In the sales environment technology gives customers instant mobile access to a wealth of information on products, giving them confidence to make an informed purchase. In addition, with the cars themselves increasingly packed with tech features and customers focusing on how these fit with their lifestyle, we need employees who understand technology and how it fits into modern life.
However, to fulfil the sector’s potential – from manufacturing to retail – we need to attract technically literate individuals to the industry in greater numbers. We can do this by demonstrating that ambitious people can realise their career aspirations in a sector they had perhaps not previously considered.
To attract the levels of talent required to support the sector as massive technologically-driven change takes place, it is vital that awareness of the technology opportunities within it are raised. An interest in cars is certainly not a requirement of the role, but a passion for technology may well be.

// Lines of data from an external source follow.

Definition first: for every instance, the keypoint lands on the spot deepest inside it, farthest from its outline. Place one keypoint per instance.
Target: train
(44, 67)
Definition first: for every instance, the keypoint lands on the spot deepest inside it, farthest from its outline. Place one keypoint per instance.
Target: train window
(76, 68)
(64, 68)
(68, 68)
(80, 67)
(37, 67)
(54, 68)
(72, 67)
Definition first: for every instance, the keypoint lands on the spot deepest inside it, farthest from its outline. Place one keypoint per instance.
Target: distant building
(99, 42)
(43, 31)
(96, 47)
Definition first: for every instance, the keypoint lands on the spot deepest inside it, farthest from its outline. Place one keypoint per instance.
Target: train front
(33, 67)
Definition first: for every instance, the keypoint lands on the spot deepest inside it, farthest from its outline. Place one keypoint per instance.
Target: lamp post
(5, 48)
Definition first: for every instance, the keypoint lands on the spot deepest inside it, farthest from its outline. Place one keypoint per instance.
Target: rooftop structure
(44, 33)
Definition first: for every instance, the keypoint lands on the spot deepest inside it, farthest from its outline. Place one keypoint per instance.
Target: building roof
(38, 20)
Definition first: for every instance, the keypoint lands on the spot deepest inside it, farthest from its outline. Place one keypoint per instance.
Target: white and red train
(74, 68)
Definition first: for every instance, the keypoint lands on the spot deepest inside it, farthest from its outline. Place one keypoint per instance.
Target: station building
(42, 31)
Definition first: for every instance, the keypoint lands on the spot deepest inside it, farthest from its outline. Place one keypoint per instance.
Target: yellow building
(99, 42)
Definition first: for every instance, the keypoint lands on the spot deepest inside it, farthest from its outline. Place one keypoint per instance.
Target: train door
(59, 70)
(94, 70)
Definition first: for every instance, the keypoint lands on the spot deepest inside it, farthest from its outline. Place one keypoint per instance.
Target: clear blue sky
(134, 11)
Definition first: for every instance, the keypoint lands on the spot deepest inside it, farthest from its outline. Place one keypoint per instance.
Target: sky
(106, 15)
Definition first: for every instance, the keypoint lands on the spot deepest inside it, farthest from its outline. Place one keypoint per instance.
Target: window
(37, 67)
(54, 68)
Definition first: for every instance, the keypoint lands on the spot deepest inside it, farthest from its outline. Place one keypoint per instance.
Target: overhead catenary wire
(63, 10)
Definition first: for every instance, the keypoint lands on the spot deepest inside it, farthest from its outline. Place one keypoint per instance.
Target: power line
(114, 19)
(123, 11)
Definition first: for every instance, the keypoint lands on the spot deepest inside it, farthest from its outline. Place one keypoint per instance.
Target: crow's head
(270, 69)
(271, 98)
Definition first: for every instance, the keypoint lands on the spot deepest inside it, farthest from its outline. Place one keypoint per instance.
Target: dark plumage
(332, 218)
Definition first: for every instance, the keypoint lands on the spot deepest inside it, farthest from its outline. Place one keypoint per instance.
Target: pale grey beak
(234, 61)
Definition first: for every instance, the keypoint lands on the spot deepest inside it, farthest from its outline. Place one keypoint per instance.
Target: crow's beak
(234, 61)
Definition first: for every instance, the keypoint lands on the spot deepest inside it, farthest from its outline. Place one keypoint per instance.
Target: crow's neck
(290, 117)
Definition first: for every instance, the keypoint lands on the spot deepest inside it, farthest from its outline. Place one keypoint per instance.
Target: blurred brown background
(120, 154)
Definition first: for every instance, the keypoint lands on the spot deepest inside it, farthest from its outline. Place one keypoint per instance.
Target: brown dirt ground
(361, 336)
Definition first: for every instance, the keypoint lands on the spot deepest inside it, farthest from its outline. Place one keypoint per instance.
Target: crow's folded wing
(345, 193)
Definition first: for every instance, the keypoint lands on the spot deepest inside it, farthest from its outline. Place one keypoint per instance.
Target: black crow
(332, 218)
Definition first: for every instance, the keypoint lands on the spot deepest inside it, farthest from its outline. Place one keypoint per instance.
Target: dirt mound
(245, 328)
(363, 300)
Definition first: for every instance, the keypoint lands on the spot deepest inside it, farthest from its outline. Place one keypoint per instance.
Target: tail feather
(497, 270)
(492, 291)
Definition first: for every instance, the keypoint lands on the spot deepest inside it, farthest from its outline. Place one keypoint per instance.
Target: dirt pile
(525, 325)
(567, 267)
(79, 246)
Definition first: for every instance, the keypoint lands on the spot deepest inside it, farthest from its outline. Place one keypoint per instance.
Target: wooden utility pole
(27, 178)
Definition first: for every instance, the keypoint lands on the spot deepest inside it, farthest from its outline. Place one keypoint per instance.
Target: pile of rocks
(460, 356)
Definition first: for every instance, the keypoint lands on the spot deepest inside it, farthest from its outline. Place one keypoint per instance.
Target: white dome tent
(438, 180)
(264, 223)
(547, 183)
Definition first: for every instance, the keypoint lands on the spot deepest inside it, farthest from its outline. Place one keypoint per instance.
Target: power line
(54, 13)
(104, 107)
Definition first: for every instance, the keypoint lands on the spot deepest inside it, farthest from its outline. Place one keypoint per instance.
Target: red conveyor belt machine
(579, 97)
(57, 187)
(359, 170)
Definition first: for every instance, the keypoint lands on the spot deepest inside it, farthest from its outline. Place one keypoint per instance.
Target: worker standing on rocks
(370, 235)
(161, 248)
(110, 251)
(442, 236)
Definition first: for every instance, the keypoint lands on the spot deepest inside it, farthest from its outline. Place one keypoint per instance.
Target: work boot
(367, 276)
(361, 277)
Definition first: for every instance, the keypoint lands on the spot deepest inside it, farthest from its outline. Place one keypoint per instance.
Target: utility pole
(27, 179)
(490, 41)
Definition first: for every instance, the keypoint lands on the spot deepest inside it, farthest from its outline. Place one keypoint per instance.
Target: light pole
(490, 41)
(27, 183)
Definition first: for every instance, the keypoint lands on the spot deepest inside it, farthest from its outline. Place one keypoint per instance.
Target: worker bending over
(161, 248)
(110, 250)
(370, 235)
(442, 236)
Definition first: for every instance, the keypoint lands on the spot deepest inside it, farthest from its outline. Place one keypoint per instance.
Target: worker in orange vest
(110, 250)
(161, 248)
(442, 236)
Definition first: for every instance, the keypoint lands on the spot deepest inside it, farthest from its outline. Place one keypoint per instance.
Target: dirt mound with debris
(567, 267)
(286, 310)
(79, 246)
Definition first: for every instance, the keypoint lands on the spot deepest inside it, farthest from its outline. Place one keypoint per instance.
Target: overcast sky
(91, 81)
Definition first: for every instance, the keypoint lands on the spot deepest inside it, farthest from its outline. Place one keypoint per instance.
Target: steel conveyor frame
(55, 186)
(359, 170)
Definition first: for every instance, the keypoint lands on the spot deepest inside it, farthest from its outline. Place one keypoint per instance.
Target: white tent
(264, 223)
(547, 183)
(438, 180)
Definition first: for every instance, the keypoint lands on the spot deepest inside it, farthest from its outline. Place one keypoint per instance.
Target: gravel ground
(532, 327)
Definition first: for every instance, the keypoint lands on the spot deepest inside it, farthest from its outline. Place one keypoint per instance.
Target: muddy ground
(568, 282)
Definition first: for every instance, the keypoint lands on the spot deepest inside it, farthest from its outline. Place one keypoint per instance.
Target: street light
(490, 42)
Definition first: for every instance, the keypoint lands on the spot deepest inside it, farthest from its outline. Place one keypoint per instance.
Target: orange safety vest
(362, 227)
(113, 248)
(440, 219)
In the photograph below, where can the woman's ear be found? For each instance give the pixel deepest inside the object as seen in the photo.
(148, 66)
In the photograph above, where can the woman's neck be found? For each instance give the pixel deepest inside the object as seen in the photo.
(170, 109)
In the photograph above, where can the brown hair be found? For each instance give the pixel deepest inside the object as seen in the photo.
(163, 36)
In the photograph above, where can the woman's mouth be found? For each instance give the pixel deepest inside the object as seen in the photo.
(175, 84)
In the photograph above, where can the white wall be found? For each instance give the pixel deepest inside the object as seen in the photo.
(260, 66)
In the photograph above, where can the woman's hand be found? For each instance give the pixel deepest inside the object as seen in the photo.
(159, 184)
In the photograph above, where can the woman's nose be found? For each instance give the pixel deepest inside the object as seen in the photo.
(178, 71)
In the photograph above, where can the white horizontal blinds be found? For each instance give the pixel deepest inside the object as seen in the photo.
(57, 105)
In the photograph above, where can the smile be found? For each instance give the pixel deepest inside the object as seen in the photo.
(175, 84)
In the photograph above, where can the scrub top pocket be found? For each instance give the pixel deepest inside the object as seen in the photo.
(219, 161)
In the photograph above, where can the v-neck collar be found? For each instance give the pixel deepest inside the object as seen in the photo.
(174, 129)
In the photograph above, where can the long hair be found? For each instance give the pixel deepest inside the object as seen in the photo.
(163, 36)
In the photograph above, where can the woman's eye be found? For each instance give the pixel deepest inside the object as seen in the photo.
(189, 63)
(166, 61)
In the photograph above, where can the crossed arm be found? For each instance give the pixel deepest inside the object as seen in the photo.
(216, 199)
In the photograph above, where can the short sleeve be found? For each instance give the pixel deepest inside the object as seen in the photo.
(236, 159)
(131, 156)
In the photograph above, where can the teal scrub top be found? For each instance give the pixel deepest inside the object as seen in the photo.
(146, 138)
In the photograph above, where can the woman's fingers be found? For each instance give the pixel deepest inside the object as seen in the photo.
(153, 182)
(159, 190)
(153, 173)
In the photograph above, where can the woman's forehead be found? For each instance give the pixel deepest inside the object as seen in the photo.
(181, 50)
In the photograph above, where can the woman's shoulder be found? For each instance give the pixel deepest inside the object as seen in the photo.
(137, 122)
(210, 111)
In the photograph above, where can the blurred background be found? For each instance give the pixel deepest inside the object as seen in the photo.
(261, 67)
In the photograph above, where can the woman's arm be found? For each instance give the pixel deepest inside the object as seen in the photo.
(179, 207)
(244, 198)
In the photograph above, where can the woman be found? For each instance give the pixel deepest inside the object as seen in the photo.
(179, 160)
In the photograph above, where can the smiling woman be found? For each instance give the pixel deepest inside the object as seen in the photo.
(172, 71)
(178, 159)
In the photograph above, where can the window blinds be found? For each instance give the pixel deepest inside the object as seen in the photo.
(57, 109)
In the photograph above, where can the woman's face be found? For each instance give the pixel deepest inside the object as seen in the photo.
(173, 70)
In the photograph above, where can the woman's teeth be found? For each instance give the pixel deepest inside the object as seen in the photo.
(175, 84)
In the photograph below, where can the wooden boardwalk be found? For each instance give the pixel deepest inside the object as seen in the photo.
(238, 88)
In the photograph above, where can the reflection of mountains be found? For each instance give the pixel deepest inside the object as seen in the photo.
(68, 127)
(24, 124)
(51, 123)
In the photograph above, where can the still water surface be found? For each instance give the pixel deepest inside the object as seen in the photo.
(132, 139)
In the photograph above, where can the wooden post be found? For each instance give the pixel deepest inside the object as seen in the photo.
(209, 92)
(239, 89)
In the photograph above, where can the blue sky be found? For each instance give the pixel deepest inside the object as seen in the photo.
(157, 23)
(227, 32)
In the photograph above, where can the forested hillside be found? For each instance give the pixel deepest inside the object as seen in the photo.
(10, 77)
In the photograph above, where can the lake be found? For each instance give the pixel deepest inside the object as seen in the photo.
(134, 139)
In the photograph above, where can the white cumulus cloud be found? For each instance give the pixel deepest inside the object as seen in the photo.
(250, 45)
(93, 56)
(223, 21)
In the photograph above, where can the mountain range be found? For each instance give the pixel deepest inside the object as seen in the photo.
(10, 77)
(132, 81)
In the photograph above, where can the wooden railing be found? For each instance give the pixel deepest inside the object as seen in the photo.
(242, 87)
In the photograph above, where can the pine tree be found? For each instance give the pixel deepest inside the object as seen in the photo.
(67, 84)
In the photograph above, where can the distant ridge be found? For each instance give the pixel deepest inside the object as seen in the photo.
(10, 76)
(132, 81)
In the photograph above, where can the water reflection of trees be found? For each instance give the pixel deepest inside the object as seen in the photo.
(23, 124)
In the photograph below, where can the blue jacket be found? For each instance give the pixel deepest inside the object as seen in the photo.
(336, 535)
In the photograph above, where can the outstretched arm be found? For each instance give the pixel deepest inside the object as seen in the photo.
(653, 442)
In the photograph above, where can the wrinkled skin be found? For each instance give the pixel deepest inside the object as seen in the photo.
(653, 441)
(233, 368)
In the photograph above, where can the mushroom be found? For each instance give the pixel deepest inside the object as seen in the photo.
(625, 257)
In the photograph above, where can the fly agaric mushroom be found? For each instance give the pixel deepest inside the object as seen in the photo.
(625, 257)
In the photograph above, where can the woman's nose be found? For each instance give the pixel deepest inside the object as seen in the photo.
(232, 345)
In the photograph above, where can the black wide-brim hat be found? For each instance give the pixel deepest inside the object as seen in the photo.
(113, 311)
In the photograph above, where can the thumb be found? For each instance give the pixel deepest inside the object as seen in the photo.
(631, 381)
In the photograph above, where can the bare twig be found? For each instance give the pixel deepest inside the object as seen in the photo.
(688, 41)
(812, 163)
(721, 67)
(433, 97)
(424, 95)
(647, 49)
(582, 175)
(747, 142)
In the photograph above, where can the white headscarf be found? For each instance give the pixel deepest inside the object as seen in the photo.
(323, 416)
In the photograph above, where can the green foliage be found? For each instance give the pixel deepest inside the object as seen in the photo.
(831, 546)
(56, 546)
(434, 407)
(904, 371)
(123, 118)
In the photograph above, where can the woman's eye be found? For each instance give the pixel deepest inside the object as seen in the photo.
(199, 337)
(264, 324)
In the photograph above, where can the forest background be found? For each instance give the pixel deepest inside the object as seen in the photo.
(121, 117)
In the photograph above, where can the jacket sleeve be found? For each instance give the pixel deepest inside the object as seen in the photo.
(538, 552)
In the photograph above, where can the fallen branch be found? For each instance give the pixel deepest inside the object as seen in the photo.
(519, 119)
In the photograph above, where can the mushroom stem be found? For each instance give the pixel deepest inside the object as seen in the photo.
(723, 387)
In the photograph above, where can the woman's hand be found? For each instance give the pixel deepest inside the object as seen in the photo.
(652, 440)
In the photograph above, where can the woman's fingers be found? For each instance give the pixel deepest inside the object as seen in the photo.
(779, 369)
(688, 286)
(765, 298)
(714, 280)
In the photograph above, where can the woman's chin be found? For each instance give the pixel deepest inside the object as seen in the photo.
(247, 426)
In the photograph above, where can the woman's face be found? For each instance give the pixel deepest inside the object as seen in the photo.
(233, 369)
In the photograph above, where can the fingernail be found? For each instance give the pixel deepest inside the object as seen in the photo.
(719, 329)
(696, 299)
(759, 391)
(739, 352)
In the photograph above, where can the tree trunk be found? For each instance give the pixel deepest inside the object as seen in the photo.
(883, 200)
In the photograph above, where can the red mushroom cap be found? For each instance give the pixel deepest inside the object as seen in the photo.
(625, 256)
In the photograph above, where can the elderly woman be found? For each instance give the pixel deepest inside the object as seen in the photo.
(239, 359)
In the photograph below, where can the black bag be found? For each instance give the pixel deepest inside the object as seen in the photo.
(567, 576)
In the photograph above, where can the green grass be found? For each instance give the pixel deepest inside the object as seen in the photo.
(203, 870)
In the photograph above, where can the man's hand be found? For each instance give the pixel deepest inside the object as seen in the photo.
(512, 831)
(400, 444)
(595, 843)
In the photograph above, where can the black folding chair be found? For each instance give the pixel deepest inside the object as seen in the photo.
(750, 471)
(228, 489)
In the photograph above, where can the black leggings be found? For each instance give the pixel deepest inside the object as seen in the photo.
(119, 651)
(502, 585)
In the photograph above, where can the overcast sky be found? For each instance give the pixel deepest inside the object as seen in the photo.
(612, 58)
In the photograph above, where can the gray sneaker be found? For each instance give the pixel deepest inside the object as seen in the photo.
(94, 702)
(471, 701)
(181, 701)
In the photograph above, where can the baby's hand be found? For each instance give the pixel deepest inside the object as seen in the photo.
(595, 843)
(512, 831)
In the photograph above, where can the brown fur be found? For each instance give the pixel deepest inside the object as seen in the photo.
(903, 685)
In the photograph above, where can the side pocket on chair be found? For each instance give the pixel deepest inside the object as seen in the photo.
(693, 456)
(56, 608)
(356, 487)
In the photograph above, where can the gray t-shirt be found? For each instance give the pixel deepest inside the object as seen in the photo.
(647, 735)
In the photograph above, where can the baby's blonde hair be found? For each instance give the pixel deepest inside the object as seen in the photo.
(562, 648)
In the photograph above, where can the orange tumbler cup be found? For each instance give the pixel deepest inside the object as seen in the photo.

Reaching out to those in other sectors by offering different models of working and pay is one of our responses to the challenge. We are already having success at this with employees such as Heather Whittaker who switched from a career in retail to join our company. So why shouldn’t automotive target technology workers as well?
While the UK’s car manufacturing base will require increased numbers of technicians, engineers, designers and production staff to implement the digital revolution, the retail side also offers tangible examples of where staff from other sectors with transferrable skills can access a rewarding and progressive career, as well as being a great place to start.
Companies such as ours are seeking technically-skilled and IT-savvy future colleagues both to work to support the cars we sell, and to ensure our business operations are effective and efficient. Back office functions, customer service and marketing, as well as many other departments, will increasingly rely upon the ability to grasp technology. And these people will have wide-ranging career opportunities and an employment journey that could lead to any number of well-remunerated, flexible and inspiring role destinations.